The DNA-binding sites of the Ac transposase
--Heinz-Albert Becker and Reinhard Kunze

The Ac transposase (TPase) binds in vitro to short sequence motifs (AAACGG) which occur in multiple copies but different arrangements in both ends of Ac and Ds. By testing a variety of subterminal Ds mutants for transpositional competence in vivo (see report of Shivani Chatterjee and Peter Starlinger) it was found that regions free of AAACGG motifs in the 5'-end of Ds are also important for transposition. However, these regions contain motifs which are similar to AAACGG. We have begun to analyze the structural and sequence requirements for specific binding of TPase to DNA in vitro. We performed gel shift assays with the N-terminally truncated TPase(103-807) and radiolabelled plasmid fragments containing various oligonucleotides in different copy numbers, distances and orientations.

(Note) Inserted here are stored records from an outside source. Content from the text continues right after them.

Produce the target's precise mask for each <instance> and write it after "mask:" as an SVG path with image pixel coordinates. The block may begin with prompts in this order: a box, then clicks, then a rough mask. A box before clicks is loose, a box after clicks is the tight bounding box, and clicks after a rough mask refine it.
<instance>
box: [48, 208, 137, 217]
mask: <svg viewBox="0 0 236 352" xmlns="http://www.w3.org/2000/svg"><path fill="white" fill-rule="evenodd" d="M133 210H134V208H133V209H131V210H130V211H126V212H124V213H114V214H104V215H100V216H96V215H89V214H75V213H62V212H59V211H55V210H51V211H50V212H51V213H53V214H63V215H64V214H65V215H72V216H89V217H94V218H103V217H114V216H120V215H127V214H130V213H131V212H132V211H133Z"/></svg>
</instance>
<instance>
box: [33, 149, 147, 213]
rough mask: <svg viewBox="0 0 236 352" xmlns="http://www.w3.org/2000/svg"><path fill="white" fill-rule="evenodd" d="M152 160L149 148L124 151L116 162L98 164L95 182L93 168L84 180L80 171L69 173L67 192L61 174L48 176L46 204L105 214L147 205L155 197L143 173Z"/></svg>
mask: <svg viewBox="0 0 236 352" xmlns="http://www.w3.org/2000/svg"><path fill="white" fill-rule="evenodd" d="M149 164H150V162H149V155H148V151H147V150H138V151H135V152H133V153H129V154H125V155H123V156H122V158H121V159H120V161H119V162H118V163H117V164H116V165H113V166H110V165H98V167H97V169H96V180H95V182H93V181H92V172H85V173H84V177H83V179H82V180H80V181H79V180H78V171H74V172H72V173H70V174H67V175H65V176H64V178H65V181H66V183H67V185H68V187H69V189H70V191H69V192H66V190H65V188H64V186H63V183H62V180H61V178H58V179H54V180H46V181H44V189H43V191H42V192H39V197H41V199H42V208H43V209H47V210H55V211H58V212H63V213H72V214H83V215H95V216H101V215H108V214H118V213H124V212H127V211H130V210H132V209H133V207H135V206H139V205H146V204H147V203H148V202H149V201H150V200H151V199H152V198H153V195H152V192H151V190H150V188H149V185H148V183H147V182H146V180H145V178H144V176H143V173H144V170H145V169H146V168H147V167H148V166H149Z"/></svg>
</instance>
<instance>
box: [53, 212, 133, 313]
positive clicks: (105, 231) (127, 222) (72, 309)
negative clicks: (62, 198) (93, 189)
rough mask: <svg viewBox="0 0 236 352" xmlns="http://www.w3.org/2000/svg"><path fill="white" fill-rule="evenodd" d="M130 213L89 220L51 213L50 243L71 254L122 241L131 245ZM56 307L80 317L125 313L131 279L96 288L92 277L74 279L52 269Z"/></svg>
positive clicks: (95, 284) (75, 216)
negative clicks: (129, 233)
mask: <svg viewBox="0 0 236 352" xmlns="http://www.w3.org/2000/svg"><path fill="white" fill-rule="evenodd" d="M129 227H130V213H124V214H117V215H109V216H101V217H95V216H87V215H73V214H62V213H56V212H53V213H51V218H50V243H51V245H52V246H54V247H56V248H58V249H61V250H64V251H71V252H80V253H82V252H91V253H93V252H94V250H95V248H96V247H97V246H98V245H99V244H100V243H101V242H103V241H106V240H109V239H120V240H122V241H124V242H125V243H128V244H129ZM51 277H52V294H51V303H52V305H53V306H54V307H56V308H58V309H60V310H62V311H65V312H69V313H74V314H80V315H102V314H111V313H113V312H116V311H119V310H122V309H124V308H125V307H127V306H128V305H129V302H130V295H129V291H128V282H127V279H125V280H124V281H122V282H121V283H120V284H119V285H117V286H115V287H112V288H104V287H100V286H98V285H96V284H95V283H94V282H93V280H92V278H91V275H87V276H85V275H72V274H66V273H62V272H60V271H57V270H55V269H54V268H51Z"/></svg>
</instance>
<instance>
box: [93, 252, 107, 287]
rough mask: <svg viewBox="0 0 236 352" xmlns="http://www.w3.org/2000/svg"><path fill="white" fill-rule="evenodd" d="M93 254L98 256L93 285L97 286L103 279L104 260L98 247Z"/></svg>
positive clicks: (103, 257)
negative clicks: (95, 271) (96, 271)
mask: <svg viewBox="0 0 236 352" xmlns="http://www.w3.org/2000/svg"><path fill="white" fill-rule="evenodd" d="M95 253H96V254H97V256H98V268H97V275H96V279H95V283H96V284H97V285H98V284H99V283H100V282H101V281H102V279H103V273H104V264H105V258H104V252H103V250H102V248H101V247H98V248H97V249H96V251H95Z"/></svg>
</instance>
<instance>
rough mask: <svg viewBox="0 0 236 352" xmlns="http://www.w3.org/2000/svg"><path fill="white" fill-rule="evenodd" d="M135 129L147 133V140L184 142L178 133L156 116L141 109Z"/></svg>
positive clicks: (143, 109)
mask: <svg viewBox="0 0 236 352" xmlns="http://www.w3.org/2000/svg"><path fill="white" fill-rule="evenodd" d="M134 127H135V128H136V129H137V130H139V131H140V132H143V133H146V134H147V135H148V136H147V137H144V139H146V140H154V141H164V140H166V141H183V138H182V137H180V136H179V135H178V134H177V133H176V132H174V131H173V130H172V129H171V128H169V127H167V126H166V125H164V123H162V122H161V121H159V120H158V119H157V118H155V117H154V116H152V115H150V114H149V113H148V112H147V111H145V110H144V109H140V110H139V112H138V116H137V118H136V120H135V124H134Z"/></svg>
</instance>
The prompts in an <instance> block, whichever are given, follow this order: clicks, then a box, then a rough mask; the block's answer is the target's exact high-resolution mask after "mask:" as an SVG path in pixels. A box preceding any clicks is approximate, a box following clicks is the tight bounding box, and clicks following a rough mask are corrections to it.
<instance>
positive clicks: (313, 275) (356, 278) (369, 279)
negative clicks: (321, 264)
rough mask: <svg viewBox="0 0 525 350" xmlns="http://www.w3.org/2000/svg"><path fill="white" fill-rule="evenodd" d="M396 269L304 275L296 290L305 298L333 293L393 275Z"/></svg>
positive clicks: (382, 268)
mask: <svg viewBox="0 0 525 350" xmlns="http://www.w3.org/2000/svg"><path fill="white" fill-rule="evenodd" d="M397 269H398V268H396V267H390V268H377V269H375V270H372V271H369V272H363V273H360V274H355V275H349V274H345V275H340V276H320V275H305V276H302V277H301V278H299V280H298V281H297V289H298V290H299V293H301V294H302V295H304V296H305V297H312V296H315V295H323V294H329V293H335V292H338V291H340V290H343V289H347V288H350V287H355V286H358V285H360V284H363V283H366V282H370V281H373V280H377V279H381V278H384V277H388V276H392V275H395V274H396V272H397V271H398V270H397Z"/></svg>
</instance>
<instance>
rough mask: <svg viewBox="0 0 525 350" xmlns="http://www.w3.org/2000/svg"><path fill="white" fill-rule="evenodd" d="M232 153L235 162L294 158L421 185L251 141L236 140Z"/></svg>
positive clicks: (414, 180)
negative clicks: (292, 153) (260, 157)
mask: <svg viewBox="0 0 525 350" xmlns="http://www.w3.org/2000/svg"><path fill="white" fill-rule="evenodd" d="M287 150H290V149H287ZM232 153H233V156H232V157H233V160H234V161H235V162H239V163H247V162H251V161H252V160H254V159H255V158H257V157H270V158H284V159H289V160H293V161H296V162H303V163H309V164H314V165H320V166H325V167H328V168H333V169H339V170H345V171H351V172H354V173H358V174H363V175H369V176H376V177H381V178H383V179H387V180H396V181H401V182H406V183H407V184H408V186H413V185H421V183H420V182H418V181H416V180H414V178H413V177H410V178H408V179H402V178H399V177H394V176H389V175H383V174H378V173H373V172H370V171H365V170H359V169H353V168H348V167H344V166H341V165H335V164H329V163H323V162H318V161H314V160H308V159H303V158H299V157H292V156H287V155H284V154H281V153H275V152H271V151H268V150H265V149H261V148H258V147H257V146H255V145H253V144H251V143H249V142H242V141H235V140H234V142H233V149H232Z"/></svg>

When using tandem arrays of AAACGGs as probe, two copies are very weakly complexed, whereas the amount of stable TPase/DNA-complex increases dramatically with higher copy numbers. It turned out that a DNA-unit length of 5 nucleotides is sufficient for complexation. Tandem arrays of six AAACG-, AACGG- and ACGGG-motifs are efficiently bound by the TPase. In contrast, the tetramer ACGG and several motifs with base substitutions in different positions (AGCGG, CGCGG, AAAGGG, AAACTG) are not complexed. The arrangement of motifs in opposite orientations leads to a strongly reduced but not completely abolished binding efficiency. In summary, these experiments show that DNA-recognition by the TPase is not restricted to a single DNA motif. A WCG-motif repeated in tandem several times and interrupted by two or three nucleotides long spacers (longer spacers have not yet been analyzed) seems to be sufficient for specific binding by the TPase. Individual binding motifs are - except for the central CG-dinucleotide - not palindromic, and tandem arrays of binding motifs result in strongly increased amounts and/or stability of TPase/DNA-complexes. These observations could indicate that individual TPase molecules interact non-symmetrically with each other, forming oligomers variable in size.